What is the name of the strand that is transcribed by RNA polymerase?

Answer 17

Antisense strand.

Question 18

Does RNA synthesis require a primer?

Answer 18

No.

Question 19

Where is the promoter site for RNA polymerase II located & what is the consensus sequence?

Answer 19

• It is located approximately 25-35 bp upstream of the start site.
• The start site is denoted as position +1, the TATA box is located at approximately position -25.
• TATA (A/T) A (A/T) , it is known as the TATA box.

Question 20

The TATA box sequence resembles the …

Answer 20

-10 sequence in prokaryotes TATAAT, except that it’s located further upstream.

Question 21

How is transcription regulated?

Answer 21

By upstream control elements that lie 5’ to the TATA box .

Question 22

What does RNA polymerase II require, in order to initiate transcription?

Answer 22

The help of several other proteins/protein complexes, known as general (basal) transcription factors.

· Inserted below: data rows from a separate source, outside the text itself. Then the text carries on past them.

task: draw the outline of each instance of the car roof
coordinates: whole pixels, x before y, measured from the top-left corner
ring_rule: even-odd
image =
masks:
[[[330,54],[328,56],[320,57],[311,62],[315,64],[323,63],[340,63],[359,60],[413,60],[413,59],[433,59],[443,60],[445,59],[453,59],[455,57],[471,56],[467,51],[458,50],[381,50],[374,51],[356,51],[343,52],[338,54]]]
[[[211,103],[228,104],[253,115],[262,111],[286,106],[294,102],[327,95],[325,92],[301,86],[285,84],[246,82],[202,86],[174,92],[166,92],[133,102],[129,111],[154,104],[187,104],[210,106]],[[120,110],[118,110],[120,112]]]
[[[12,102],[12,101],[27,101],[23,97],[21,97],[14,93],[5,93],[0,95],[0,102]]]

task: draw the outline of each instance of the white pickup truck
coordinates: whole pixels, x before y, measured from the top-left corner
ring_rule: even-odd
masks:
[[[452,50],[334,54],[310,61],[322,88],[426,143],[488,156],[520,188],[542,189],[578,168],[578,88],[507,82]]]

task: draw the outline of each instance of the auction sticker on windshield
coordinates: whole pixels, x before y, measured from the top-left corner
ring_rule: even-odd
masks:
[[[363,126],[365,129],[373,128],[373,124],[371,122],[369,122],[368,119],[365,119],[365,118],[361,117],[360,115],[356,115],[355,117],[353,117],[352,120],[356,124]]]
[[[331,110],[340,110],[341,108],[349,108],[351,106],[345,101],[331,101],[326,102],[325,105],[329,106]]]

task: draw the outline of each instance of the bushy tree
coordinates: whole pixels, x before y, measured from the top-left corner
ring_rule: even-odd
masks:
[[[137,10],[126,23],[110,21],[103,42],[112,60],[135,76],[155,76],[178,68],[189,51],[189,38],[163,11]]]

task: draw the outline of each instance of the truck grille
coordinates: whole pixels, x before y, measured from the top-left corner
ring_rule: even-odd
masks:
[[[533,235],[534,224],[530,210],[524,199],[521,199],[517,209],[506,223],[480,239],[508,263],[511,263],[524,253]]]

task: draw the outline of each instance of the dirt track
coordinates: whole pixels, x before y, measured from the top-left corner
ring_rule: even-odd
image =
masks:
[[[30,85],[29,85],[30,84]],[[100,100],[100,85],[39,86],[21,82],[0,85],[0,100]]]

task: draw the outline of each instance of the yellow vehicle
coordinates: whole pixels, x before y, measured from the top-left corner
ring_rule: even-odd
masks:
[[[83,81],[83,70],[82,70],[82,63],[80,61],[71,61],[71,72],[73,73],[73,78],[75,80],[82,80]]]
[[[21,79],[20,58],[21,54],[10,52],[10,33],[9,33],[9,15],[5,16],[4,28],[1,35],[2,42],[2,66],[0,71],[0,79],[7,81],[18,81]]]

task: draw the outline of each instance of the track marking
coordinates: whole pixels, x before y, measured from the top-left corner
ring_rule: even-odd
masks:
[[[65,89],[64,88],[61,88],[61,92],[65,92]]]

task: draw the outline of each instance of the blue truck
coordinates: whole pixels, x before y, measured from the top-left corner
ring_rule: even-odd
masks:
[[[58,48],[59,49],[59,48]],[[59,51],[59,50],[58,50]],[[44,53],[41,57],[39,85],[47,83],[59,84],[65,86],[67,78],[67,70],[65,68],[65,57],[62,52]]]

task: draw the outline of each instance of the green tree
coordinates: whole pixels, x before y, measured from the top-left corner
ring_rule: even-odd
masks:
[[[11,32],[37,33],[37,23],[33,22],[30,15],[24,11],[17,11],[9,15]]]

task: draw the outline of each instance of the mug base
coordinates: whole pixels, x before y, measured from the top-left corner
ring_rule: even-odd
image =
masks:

TRANSCRIPTION FACTOR for RNA POLYMERASE II (TF II)

Question 23

What is the first event in initiation?

Answer 23

The binding of the transcription factor IID (TFIID) protein complex to the TATA box via one of its subunits called TBP (TATA box binding protein).

Question 24

What is the transcription initiation complex?

Answer 24

It is the final protein complex, that contains at least 40 polypeptides.

It is composed of:

TFIID bound to TBP + TFIIA which stabilizes the TFIID complex

TFIIB binds to TFIID, but TFIIB can also bind to RNA polymerase II

RNA polymerase II, is already complexed with TFIIF, also binds

It is followed by the binding of TFIIE & H.

Question 25

Which Transcription Factor for RNA polymerase II, acts as a bridging protein?

Answer 25

TFIIB

Question 26

What are the function of TFIIH?

Answer 26

1. It is a helicase, which means that it can use ATP to unwind the DNA helix, allowing transcription to begin.
2. It phosphorylates RNA polymerase II, which causes this enzyme to change its conformation & dissociate from other proteins in the initiation complex.

Question 27

Where does phosphorylation occur?

Answer 27

On a long C-terminal tail, called the C-terminal domain (CTD) of the RNA polymerase II molecule.

Question 28

What type of RNA polymerase II can initiate transcription?

Answer 28

Only one with a non-phosphorylated CTD.

Question 29

What type of RNA polymerase II can elongate RNA?

Answer 29

One with a phosphorylated CTD.

Question 30

RNA synthesis occurs in the 5’ to 3’ direction with the RNA polymerase catalyzing…

Answer 30

A nucleophilic attack by the 3-OH of the growing RNA chain on the alpha-phosphorus atom on an incoming ribonucleotide 5’-triphisphate.

Question 31

What is the RNA molecule made from a protein- coding gene by RNA polymerase II called?

Answer 31

A primary transcript.

Question 32

Elongation of the RNA chain continues until what occurs?

Answer 32

Termination

Question 33

Unlike RNA polymerase in prokaryotes, RNA polymerase II does not terminate transcription at a specific site, but rather…

Answer 33

Transcription can stop at varying distances downstream of the gene.

Question 34

What do RNA genes transcribed by RNA polymerase II lack?

Answer 34

Specific signals or sequences that direct RNA polymerase II to terminate at specific locations.

Question 35

What happens when the transcript is cleaved at an internal site before RNA polymerase II finishes transcribing?

Answer 35

An upstream portion of the transcript is released, which will serve as the initial RNA prior to further processing (the pre-mRNA)

Question 36

What is the cleavage site considered as?

Answer 36

The “end” of the gene.

Question 37

What happens to the remainder of the transcript?

Answer 37

It is digested by a 5’ - exonuclease ( called Xrn2 in humans), while it is still being transcribed by the RNA polymerase II.

Question 38

How is does the final round of termination of transcription occur?

Answer 38

The 5’- exonuclease “catches up “ to the RNA polymerase II by digesting away all the overhanging RNA, it helps disengage to polymerase from its DNA template.